Demikian pula nahi munkar yang dilakukan para shahabat ketika itu, juga masih dalam bentuk lisan. Sebagai misal, apa yang dilakukan oleh al-Hurr bin Qais, ketika ia mengantarkan saudaranya yang bernama Uyainah untuk menghadap Umar ra, maka Uyainah memarahi Umar dengan mengatakan, “Demi Allah, Kau tidak memberi jazil kepada kami, dan kau tidak adil di dalam memerintah”. Mendengar kata-kata itu Umar marah dan hendak memukul Uyainah, tetapi Qais melarangnya dengan membaca ayat, wa’mur bil ‘urfi wa a’ridl ‘anil jahilin. Kata Qais, “Biarkanlah, orang ini termasuk jahil”.(Ibnu Atsir:471-472)
Dengan latar belakang yang berbeda antara masa Khulafa’ Rasyidun dengan Khilafah Bani Umayyah, maka sikap para shahabat di dalam melaksanakan amar ma’ruf dan nahi munkar pun terdapat perbedaan. Bahkan di masa Khulafa’ Rasyidun sendiri terdapat cara yang berbeda pada sikap shahabat di dalam melakukan amar ma’ruf nahi munkar. Utsman meninggal karena terbunuh, lalu naiklah Ali bin Abi Thalib. Upaya mendorong Ali agar segera menyelesaikan kasus pembunuhan Utsman ini dilakukan dengan penyikapan yang berlain-lainan. Aisyah, Zubeir, dan Thalhah telah bersiap-siap mengangkat senjata untuk mendorong Ali, meskipun akhirnya perang itu tidak jadi. Demikian pula Mu’awiyah, meskipun tampaknya lebih kental latar belakang politisnya ia dengan mengatasnamakan menuntut segera diselesaikannya kasus pembunuhan Utsman mengangkat senjata melawan ‘Ali.  Peperangan Ali melawan Mu’awiyah berakhir perdamaian ditandai dengan turunnya Ali dan naiknya Mu’awiyah sebagai khalifah.
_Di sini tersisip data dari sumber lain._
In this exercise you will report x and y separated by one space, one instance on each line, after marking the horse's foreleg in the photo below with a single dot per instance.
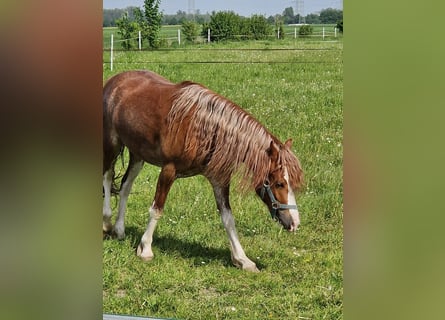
239 257
106 211
134 167
165 181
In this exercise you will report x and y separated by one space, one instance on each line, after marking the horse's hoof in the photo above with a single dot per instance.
251 268
119 235
146 257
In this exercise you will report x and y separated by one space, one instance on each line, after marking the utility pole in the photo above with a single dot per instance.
191 7
300 11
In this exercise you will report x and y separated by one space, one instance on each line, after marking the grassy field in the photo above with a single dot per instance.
296 92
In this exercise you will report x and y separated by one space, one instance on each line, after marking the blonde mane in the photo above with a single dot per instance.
226 138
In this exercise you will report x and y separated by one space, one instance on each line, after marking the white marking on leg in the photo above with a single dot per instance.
144 249
119 226
291 201
239 257
106 210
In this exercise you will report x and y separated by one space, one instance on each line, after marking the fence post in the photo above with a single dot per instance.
111 56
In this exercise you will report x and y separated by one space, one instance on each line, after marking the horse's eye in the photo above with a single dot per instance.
279 185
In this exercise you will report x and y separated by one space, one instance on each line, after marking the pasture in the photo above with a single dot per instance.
295 89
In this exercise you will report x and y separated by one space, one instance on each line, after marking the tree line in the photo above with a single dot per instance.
326 16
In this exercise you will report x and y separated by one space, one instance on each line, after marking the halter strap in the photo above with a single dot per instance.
276 205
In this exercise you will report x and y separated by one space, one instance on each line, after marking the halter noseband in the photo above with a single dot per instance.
276 205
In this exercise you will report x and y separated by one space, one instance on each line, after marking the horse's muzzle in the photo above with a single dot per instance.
286 220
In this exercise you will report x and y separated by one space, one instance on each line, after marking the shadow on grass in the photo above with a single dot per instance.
187 249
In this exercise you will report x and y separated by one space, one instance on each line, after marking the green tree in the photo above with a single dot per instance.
330 15
190 29
149 21
313 18
340 25
288 15
223 25
279 30
259 27
127 29
305 30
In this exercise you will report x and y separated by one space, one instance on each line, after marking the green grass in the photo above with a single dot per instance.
191 276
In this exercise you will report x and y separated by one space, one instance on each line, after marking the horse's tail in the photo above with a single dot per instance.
113 148
115 186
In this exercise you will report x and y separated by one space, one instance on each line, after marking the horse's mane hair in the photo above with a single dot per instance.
226 138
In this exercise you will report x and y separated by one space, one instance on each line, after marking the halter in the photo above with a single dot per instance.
276 205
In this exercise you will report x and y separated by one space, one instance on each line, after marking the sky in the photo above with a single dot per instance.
242 7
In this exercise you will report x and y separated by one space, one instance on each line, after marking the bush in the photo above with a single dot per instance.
340 25
223 25
259 27
127 31
305 30
190 29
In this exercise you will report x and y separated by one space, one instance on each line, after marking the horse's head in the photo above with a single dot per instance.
276 191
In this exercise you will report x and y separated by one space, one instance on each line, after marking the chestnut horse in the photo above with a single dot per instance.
186 129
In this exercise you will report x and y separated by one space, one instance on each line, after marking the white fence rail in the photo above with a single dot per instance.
323 34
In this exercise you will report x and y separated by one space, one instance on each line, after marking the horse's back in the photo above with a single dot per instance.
136 105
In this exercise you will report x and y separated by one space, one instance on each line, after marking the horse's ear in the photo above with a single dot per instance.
288 143
273 151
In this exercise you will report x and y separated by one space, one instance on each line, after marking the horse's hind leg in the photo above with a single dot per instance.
134 167
239 258
106 211
165 181
110 153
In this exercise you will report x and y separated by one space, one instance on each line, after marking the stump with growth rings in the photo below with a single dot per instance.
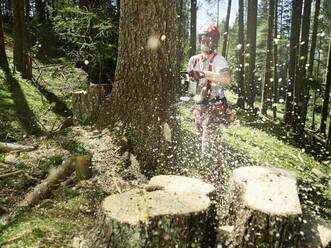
156 216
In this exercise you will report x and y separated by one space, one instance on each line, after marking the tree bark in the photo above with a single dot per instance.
161 216
241 58
19 35
267 87
251 40
294 47
27 72
86 104
325 106
193 28
226 30
3 57
147 74
312 57
275 56
301 89
264 209
41 11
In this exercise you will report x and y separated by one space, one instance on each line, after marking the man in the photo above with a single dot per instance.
211 72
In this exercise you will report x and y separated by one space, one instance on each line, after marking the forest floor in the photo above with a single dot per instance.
71 208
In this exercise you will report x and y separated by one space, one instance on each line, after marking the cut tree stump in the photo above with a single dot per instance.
264 210
86 104
156 216
181 184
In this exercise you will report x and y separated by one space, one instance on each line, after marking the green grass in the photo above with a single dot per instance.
54 223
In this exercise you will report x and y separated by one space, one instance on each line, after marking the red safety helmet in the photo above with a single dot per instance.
209 30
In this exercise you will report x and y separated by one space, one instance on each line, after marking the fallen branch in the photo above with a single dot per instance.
8 147
44 189
11 174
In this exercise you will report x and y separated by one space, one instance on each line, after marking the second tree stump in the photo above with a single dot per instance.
155 217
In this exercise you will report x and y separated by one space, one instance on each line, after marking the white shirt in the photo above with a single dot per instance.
219 64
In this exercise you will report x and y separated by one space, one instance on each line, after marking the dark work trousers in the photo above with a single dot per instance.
209 123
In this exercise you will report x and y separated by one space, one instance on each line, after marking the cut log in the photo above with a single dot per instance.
11 174
154 217
9 147
83 167
317 233
264 209
86 104
43 190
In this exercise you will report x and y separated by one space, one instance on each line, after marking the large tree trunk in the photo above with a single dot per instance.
267 87
241 58
86 105
251 40
170 212
27 72
312 59
301 89
294 48
193 28
226 30
3 57
325 106
275 56
19 37
147 74
264 209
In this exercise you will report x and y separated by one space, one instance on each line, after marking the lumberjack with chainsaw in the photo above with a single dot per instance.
211 73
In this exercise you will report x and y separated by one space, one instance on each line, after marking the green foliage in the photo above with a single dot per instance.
75 147
52 162
90 37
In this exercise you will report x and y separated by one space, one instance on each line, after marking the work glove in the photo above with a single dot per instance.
196 74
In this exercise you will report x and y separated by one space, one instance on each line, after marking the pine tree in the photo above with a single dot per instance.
267 87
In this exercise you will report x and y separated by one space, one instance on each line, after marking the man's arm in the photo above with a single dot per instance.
221 78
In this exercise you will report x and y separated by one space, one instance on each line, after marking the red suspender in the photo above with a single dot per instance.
196 61
209 69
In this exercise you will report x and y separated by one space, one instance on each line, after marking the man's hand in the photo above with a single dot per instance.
196 74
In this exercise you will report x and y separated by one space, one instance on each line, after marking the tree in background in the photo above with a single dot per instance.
145 81
275 56
93 45
3 57
226 30
27 42
294 46
301 92
241 58
193 28
312 57
325 106
267 86
19 35
41 11
251 43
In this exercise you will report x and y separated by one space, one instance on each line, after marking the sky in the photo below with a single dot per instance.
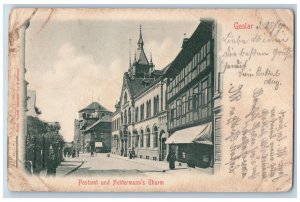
75 57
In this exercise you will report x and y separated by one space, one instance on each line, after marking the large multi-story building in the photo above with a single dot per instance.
193 99
94 124
139 122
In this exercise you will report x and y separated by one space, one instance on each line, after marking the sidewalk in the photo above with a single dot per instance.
65 167
163 166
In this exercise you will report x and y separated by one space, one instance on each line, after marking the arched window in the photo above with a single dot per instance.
125 117
148 137
129 115
155 136
142 138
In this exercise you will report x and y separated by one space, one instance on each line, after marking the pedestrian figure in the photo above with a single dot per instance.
51 164
73 153
130 154
133 153
171 158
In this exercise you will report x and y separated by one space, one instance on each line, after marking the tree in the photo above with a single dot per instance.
40 135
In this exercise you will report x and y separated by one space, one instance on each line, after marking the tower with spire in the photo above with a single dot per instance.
140 66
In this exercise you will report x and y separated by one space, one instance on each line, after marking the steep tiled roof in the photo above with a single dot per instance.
94 105
141 57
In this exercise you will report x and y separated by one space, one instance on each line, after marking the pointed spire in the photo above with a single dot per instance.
140 42
129 53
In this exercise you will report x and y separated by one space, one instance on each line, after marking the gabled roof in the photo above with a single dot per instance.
94 105
137 84
106 118
141 57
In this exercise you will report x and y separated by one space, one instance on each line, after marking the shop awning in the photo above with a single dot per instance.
198 134
98 144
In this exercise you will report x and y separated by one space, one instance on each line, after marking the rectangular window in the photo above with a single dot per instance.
208 46
208 60
195 73
142 111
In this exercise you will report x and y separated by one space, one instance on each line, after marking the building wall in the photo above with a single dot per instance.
100 133
116 127
31 103
192 95
154 124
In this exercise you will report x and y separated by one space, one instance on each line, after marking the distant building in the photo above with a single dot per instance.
97 137
88 116
194 90
139 121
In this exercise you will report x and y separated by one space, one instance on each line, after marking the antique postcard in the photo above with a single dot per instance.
150 100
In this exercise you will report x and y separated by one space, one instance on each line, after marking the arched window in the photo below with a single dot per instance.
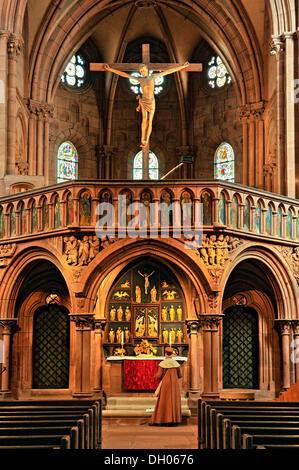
240 348
224 163
136 88
67 162
218 75
153 166
75 73
51 347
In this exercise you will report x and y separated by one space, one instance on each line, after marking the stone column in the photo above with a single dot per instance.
4 35
278 49
99 326
295 349
290 170
84 325
14 46
9 327
285 330
109 154
193 327
210 328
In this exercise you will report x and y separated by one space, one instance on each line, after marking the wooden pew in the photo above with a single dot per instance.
85 416
208 435
238 432
270 441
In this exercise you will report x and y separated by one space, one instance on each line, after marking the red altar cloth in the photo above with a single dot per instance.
139 374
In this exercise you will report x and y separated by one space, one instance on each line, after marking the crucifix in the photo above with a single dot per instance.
147 83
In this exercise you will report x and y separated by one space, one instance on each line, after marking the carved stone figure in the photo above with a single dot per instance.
138 294
164 314
128 313
111 336
120 313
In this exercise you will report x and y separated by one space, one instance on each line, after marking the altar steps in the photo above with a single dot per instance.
136 407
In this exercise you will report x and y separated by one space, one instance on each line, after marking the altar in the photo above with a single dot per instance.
139 372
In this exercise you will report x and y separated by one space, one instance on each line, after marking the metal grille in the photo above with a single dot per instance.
240 348
51 348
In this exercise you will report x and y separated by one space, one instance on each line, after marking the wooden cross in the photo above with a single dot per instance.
131 67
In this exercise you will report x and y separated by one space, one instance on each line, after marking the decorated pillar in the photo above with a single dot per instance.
84 325
9 326
210 328
295 348
278 49
99 326
109 152
285 331
14 46
193 327
4 35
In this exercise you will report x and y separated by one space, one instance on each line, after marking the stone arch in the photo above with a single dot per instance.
279 277
172 254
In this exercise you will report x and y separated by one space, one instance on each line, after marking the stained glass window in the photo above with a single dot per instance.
246 215
234 212
67 162
221 210
279 221
153 166
258 218
218 75
269 220
224 163
136 88
75 72
289 224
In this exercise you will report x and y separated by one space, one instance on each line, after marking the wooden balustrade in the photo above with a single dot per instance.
224 206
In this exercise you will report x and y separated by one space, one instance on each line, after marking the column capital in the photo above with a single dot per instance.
99 324
14 45
82 320
211 321
192 326
277 46
9 325
284 326
40 109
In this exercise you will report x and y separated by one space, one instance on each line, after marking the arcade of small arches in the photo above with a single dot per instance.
46 316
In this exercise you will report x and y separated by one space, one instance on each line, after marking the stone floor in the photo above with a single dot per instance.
126 433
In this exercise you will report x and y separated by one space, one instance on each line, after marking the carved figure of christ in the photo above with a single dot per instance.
147 83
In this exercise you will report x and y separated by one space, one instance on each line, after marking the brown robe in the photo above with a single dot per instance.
168 405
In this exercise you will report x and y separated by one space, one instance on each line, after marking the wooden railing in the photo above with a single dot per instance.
226 206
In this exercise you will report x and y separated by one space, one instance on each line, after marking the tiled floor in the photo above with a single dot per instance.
137 434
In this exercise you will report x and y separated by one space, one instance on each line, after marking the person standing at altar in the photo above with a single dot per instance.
168 406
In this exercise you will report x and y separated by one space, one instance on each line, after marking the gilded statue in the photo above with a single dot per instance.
154 294
120 313
179 313
119 335
146 280
111 336
127 335
165 335
112 314
138 294
128 313
147 102
164 314
172 313
179 335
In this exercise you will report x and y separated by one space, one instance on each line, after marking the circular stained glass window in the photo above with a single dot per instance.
75 72
218 75
136 88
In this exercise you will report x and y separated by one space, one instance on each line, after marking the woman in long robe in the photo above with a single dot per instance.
168 406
Peristiwa ini merupakan akhir dari orde khilafah rasyidah menuju khilafah dengan sistem kerajaan.
Menjelang wafatnya Mu’awiyah, beliau membai’at Yazid, putera beliau, untuk menjadi khalifah penggantinya. Menyaksikan pola pergantian semacam ini kaum muslimin sesungguhnya kecewa, sebab saat itu telah disepakati agar khalifah setelah Mu’awiyyah diangkat melalui pemilihan. Setidaknya perjanjian itu pernah dilakukan antara Mu’awiyah dengan Hasan bin Ali. Selain itu, sistem putera mahkota dalam kekhilafahan Islam tidak dikenal. An-Nabhani menerangkan, “ Sistem putra mahkota adalah sistem munkar dalam pandangan sistem Islam, serta amat bertentangan dengan sistem Islam” (1997,110). Karena kemungkaran yang dilakukan oleh Mu’awiyah dan Yazid inilah kemudian terjadilah peperangan yang cukup hebat. Perang yang cenderung paling murni dalam rangka amar ma’ruf nahi munkar adalah yang dilakukan oleh Abdullah bin Zubeir bin Awwam.
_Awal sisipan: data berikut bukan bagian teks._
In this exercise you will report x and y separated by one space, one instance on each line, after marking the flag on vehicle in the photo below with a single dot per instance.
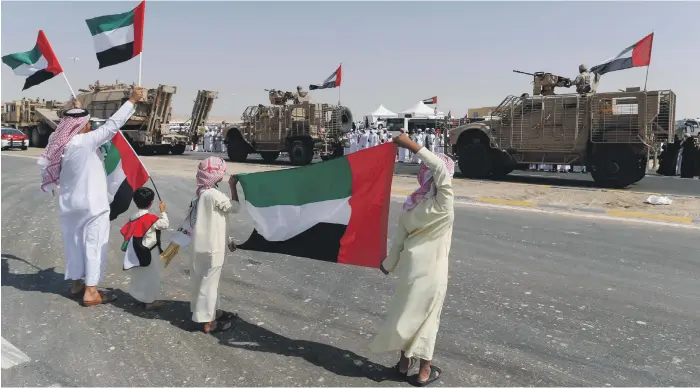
38 65
637 55
125 174
118 37
331 82
430 101
334 211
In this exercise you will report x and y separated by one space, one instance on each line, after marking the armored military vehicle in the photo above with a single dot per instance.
147 130
609 133
36 118
302 129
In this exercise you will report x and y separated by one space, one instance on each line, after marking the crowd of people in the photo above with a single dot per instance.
73 164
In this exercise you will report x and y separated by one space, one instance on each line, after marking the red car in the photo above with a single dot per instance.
14 138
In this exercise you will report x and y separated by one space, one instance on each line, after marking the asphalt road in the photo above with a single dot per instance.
534 299
652 183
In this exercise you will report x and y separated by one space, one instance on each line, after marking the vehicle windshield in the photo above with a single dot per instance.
11 131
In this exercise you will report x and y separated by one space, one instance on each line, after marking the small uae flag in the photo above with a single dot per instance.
38 65
334 211
119 37
331 82
125 174
637 55
430 101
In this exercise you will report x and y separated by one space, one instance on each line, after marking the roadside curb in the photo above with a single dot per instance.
611 213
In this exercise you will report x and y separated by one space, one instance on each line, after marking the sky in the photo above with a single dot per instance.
393 53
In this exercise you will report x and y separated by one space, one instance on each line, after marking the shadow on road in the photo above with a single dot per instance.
243 335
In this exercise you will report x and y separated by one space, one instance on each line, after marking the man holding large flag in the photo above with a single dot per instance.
73 160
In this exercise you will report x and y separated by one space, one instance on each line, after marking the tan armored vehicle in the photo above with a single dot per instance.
36 118
609 133
302 129
147 130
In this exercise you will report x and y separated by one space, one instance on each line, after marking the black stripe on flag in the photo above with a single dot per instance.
37 78
122 200
320 242
116 55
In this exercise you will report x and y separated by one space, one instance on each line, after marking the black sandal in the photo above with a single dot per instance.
435 374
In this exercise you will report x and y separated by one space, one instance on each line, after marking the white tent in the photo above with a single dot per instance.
422 110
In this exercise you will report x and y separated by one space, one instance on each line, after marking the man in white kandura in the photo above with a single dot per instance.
73 161
419 255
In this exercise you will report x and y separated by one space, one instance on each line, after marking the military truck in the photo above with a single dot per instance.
302 129
36 118
147 130
609 133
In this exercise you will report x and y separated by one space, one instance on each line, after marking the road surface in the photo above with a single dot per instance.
534 299
652 183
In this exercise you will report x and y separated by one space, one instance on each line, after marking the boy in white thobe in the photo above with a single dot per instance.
210 208
73 161
141 237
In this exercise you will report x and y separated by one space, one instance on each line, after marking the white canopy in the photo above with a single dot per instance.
422 110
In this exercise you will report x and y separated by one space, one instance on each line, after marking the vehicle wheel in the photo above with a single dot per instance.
301 153
475 161
615 167
237 150
178 149
270 156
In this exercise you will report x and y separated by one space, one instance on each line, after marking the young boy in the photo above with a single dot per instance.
141 237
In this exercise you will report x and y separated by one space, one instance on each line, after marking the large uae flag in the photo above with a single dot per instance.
637 55
38 65
125 174
119 37
333 211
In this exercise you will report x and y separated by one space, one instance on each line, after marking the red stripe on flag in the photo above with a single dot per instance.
135 172
139 15
364 241
641 54
46 50
338 76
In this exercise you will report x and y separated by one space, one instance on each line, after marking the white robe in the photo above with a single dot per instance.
84 201
419 256
145 281
210 245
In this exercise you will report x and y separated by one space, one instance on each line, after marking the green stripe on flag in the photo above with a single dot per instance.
298 186
101 24
18 59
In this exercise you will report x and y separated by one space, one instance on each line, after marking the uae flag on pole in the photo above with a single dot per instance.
119 37
38 65
430 101
637 55
333 211
331 82
125 174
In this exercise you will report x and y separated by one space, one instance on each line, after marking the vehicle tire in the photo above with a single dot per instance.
475 161
237 150
615 167
270 156
177 149
300 153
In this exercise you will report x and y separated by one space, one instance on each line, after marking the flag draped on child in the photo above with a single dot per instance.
118 37
38 65
125 174
334 211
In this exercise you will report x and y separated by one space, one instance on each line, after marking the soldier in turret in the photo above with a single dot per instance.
586 82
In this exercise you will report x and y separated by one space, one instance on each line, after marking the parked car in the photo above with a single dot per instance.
14 138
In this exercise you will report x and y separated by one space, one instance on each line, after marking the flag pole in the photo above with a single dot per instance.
646 78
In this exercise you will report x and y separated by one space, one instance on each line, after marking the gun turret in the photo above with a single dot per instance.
544 83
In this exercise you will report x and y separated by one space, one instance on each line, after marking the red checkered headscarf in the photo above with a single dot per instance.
210 172
73 121
427 187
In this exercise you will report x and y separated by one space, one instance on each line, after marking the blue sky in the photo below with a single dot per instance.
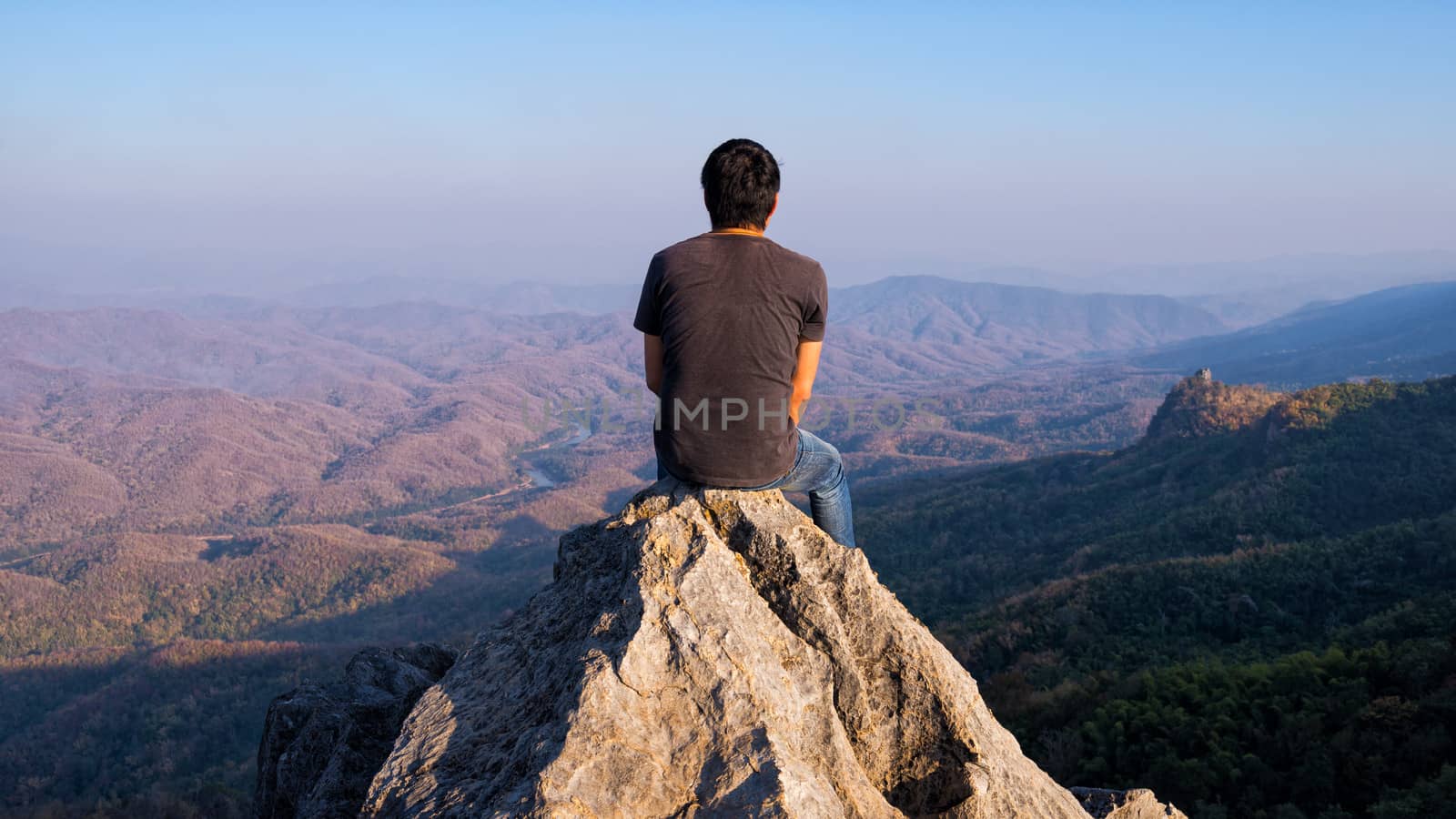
178 142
Berdasarkan catatan sejarah di atas terlihat bahwa para shahabat di dalam melaksanakan amar ma’ruf nahi munkar sangat cermat. Langkah pertama yang mereka lakukan adalah mengajarkan ilmu terlebih dahulu kepada orang yang melakukan kemunkaran karena ketidaktahuannya. Bentuk ini bisa dilakukan dengan pengajaran, diskusi ataupun bermusyawarah. Tetapi apabila pelakuknya sudah mengetahui, maka yang dilakukan adalah memberikan peringatan lisan, baik secara halus maupun keras. Namun apabila suara lisan sudah sia-sia meskipun berteriak sekeras-kerasnya, maka mereka menghimpun kekuatan untuk memberikan peringatan, atau bahkan menumpas kemungkaran dengan kekuatan. Mengangkat senjata ini hanya berlaku untuk nahi munkar, sebab mengangkat senjata dalam amar ma’ruf justru akan membawa kemadharatan yang seharusnya dihindari.
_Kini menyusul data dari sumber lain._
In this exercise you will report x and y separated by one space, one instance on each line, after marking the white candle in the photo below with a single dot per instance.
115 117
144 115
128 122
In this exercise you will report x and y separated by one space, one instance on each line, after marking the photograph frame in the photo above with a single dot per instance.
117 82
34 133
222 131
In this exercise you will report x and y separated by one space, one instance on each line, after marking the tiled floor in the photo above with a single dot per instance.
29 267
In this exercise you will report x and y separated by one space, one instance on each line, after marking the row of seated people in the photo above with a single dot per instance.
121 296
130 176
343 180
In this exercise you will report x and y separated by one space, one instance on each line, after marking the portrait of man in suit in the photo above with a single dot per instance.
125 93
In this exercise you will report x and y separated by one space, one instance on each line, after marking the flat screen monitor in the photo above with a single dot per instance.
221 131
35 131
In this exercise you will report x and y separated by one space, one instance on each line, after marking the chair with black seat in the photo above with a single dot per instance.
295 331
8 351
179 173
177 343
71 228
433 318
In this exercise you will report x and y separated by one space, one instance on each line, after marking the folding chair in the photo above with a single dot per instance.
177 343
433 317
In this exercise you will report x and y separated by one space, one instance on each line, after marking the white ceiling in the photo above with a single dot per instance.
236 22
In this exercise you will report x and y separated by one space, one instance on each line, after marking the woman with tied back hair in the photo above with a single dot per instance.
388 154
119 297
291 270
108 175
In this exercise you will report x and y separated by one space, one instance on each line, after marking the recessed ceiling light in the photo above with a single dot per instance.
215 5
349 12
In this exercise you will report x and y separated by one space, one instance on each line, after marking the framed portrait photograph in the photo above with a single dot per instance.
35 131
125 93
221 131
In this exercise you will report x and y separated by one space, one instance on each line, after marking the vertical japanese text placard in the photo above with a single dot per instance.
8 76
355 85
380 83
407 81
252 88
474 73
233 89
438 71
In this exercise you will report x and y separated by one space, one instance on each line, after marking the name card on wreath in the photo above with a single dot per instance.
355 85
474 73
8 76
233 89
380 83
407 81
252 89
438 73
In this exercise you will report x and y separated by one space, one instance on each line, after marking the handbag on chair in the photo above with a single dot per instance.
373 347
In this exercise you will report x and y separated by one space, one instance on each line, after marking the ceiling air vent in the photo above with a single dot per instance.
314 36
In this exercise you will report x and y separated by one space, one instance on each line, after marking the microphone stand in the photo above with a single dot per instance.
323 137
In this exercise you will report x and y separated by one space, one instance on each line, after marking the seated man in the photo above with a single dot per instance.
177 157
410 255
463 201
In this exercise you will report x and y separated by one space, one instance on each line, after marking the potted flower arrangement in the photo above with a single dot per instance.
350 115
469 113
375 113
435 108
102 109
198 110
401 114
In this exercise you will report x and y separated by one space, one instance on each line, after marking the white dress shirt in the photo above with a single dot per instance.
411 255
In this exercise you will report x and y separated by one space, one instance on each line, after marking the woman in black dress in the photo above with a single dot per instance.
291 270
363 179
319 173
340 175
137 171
Partai Politik atau Berontak
Peperangan, seperti yang dilakukan oleh Abdullah bin Zubeir hanyalah salah satu aspek saja di dalam amar ma’ruf nahi munkar. Terlebih lagi peperangan antara sesama kaum muslimin, atau dengan pimpinan yang beragama Islam. maka sebisa mungkin hal itu harus dihindari.
Dalam konteks sekarang, mungkin bentuk angkat senjata melawan pemerintah sebagaimana yang dilakukan oleh Zubeir bukan saat yang tepat. Setidaknya ada beberapa alasan yang melatar belakanginya, yaitu; Pertama, usaha dengan pengajaran belum dilakukan secara optimal. Kedua, bagaimanapun kualitas keimanan dan keislaman seorang muslim ia tidak boleh dibunuh kecuali secara haq, maka pemimpin-pemimpin itu meskipun dhalim tidak seharusnya diturunkan dengan kekerasan apabila masih memelihara shalatnya. Sehingga kalau angkat senjata ini dipaksakan, maka dapat dihukumkan sebagai pemberontak, yang secara sah pemerintah memerangi mereka. Ketiga, dalam bentuk angkat senjata perlu dipertimbangkan kemampuan, sebab jika usaha itu gagal bisa jadi kemungkaran akan menjadi lebih besar lagi. Sehingga apabila dengan cara mengangkat senjata adalah hal yang tidak bisa dihindari maka diperlukan analisa yang sangat cermat. Kegagalan Ibnu Zubeir sesungguhnya adalah karena kurang cermatnya analisa sebelum gerakannya dimulai (al-Wakil;1999;76).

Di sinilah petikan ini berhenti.